The ID unit reported positively to the petty officer, who collapsed it and returned it to a thigh pocket. Then she conjured a blue flimsy from somewhere, possibly inside her sleeve, handed it to Kelvin and saluted him.

He almost saluted back out of long-lost habit, but the blue flimsy was in his hand, and it was squawking only slightly more slowly than he could read the printed words.

“Nonsecret. Commander Kelvin Kelvin 21 OFC HPPC Second Class, under the terms of the amalgamation of the PPCCF in Terran World Government Treaty Part Seven Section Three Paragraphs Four through Twenty ‘Absorption of Existing Active and Reserve Military Forces’ your Sufficient Service Exemption from Recall to Active Service Exemption Type 23A is revoked and under the TWG Emergency Requirements Activation Act (New) you are hereby required to report immediately and without delay to Commanding Officer Venusport Treaty Obligation Detachment, TN for service not to exceed three standard Terran years and of this moment your salary, Venusian supplements, Pilot Bonus, and War service gratuity will commence at the rate of Commander Step Three (Special Forces) Terran Navy. Thank you and have a nice day.”

“Shit,” said Suze. “Three years!”

“What’s this about, Chief?” asked Kelvin. “Did a war start and no one tell us?”

“Not so as I’ve heard, sir,” replied the CPO. “If you’d just follow me, sir?”

Kelvin nodded and turned to Suze.

“Take the Loafer back up as soon as you can. You and Sal fly together, take turns as pilot in charge, and have Sim and Saul in the cabin—better to double up just in case. I’ll be back as soon as I see what this is about. Uh, tell Susan Senior not to worry.”

“You just going to go along?” asked Suze.

Kelvin shrugged. “You heard it. I forgot the PPCCF kept all of us Mars Intervention vets on the reserve list and World Gov just took that over, I guess. Nothing I can do about it. But I can’t see them needing a clapped-out fifty-year-old shuttle pilot for long.”

“I was told to hurry, sir,” reminded the petty officer. “If you wouldn’t mind.”

“Lead on,” said Kelvin. “See you, Suze.”

The terminal was crowded with miners trying to expedite themselves ahead of one another through the rudimentary automatic arrival system, but instead of joining one of the jostling queues, the CPO led Kelvin to a VIP exit, where two Venusian Police agents checked her pass and waved them to a moving walkway that ran through a prep tunnel that misted them with antifungal agents, performed an automated ID check, then extruded them out through some slowly yawning armored doors of great antiquity into the vehicle park, where the full soggy warmth of Venus hit. Kelvin took a handkerchief out of the sleeve pocket of his coveralls, mopped the instant sweat off his forehead, and tied it around his nose and mouth to help keep out the airborne spores. The booster tablets were supposed to take care of anything inhaled or digested, but Kelvin figured that cutting down the ingestion in the first place was always worth a try.

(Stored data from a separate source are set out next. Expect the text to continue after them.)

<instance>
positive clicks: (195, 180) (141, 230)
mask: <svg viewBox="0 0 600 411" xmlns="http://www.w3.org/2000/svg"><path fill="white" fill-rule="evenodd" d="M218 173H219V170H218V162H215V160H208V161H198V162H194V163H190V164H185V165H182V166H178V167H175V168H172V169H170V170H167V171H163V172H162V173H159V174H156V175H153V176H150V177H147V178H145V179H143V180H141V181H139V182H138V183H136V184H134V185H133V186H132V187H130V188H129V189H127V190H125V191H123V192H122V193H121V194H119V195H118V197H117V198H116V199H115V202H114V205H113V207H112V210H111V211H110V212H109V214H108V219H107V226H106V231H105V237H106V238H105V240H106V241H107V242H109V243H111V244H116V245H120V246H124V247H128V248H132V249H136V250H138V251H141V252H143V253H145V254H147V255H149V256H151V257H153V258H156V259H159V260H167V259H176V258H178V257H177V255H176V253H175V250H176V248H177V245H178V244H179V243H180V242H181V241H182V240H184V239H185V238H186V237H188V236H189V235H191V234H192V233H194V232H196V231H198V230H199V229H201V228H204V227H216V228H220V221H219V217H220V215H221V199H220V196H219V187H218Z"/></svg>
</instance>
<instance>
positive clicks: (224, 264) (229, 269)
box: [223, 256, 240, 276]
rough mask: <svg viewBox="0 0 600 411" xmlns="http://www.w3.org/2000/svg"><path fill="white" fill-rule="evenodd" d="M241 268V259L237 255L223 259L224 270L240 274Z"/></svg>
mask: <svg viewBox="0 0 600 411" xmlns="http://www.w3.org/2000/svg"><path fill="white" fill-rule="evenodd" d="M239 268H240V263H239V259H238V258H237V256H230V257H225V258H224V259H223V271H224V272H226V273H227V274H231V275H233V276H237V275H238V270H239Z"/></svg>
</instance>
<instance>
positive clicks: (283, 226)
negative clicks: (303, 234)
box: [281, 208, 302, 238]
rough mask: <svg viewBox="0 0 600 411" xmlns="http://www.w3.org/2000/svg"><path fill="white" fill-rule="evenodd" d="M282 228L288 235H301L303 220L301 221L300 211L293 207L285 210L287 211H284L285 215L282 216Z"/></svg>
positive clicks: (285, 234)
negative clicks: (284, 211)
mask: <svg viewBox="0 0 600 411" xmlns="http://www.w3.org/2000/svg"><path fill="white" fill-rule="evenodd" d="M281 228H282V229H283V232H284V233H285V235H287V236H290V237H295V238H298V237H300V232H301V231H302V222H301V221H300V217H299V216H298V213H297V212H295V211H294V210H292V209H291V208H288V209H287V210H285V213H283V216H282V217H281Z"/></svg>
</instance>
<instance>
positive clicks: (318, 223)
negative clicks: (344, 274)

“So what can you tell me now that there are no civs listening, Chief?”

“Nothing, sir,” replied the CPO. She held up a hand and a waiting groundcar popped its doors. Two more Shore Patrol types got out of the front, putting paid to any notions that Kelvin might have had to do a runner. Not that he had any. There was nowhere to run to on Venus, not long-term anyway. At least, nowhere he wanted to run to, that was for sure.

While the spaceport was somewhat ordered, the rest of Venusport was pretty much a shambles. Along a notional grid pattern that had been bent, twisted, and ignored over the last hundred years there rose the massive domes from the First through Fifth Expeditions, each now containing hundreds of homes, businesses, and small industries. Sprinkled between the domes were buildings of every possible style, from single-box prefab plasteel instahuts to six-story mansions of local phlegm-colored brick, abandoned ships repurposed as factories or dwellings, and the ever-popular yurts of local lizard-hide over steel frames that could be quickly moved if circumstances required it.